In a candid town hall meeting, Kevin Sowers, who has served as Johns Hopkins All Children’s president since former CEO Jonathan Ellen resigned, indicated that leadership knew there were quality control problems with the department and neglected to raise their concerns with the board. Sowers also indicated that Johns Hopkins had let All Children’s Hospital down.
Indeed, the quality of care appeared to take a serious hit once Johns Hopkins had taken over. All Children’s Hospital once had a well-respected heart program in the State of Florida. But executives for the hospital wanted to raise the hospital’s profile. So they brought Johns Hopkins in. Problems began almost immediately as Johns Hopkins started making major changes to the department. This included replacing staff and splitting surgeries between all of the hospital’s surgeons.
Beforehand, one surgeon, Dr. James Quintessenza, was given the bulk of the most complex surgeries. Afterward, these surgeries were given to two surgeons who were primarily known for their academic publications.
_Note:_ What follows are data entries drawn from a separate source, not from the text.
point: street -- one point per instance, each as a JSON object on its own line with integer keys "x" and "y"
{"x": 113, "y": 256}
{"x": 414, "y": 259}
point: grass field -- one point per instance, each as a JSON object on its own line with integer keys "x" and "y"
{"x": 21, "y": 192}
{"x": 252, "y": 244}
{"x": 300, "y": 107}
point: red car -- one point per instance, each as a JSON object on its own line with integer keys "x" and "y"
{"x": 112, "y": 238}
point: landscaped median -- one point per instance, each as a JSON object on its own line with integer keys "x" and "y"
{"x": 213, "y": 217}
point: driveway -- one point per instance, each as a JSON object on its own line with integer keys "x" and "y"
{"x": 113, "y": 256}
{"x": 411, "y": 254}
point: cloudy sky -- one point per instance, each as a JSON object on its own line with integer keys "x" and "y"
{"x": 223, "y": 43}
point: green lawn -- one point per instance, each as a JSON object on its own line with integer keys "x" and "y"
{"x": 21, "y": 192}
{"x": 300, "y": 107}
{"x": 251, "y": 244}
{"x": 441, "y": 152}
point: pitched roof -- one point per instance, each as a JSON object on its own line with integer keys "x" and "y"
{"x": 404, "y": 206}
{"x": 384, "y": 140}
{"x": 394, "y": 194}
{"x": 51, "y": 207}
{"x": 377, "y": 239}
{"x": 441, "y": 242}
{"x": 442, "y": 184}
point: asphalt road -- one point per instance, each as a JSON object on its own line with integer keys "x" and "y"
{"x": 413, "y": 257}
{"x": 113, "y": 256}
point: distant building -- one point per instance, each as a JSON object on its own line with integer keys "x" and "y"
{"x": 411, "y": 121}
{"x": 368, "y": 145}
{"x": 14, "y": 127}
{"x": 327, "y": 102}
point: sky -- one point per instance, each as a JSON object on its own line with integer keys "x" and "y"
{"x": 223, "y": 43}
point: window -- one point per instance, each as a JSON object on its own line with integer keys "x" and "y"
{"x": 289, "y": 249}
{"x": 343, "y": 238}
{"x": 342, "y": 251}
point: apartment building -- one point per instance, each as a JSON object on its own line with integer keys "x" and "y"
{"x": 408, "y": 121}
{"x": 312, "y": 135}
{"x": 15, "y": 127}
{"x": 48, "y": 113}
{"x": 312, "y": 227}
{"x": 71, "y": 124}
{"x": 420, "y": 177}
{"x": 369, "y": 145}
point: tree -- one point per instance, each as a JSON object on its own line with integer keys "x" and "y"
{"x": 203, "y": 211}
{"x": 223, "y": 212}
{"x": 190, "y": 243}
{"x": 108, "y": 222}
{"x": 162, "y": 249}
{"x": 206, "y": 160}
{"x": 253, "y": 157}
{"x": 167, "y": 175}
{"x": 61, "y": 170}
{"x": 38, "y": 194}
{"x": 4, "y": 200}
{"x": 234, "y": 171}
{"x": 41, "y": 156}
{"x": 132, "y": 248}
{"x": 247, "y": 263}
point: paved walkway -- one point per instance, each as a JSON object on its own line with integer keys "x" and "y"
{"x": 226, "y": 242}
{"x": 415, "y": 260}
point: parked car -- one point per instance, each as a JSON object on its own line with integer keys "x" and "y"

Some of Those Brought in By Johns Hopkins “Did not Act in Their Patient’s Best Interests”
Perhaps the most damning confession to come out of the town hall meeting was that some of the officials brought into Johns Hopkins were not acting in the best interests of the children who they were supposed to be serving. These are individuals, he said, that hid information from both the hospital’s board of directors and from the government.
In 2015, medical staffers expressed concern over two of the department’s surgeons, but administration failed to heed their warnings and allowed surgeries to progress as scheduled without shifting the workload. As a result, the government threatened to cut funding for the hospital if changes were not made. This resulted in the resignation of two surgeons and several executives including the CEO.
Much of the blame for these problems is being laid at the feet of Jonathan Ellen and Johns Hopkins. The changes that they made to the department directly correlated to the department’s collapse. Perhaps more problematically, Ellen was sent to be a liaison to oversee the integration of All Children’s with Johns Hopkins. During that period, adverse medical results caused by the department were swept under the rug resulting in more liability for the hospital and more patients injured and killed.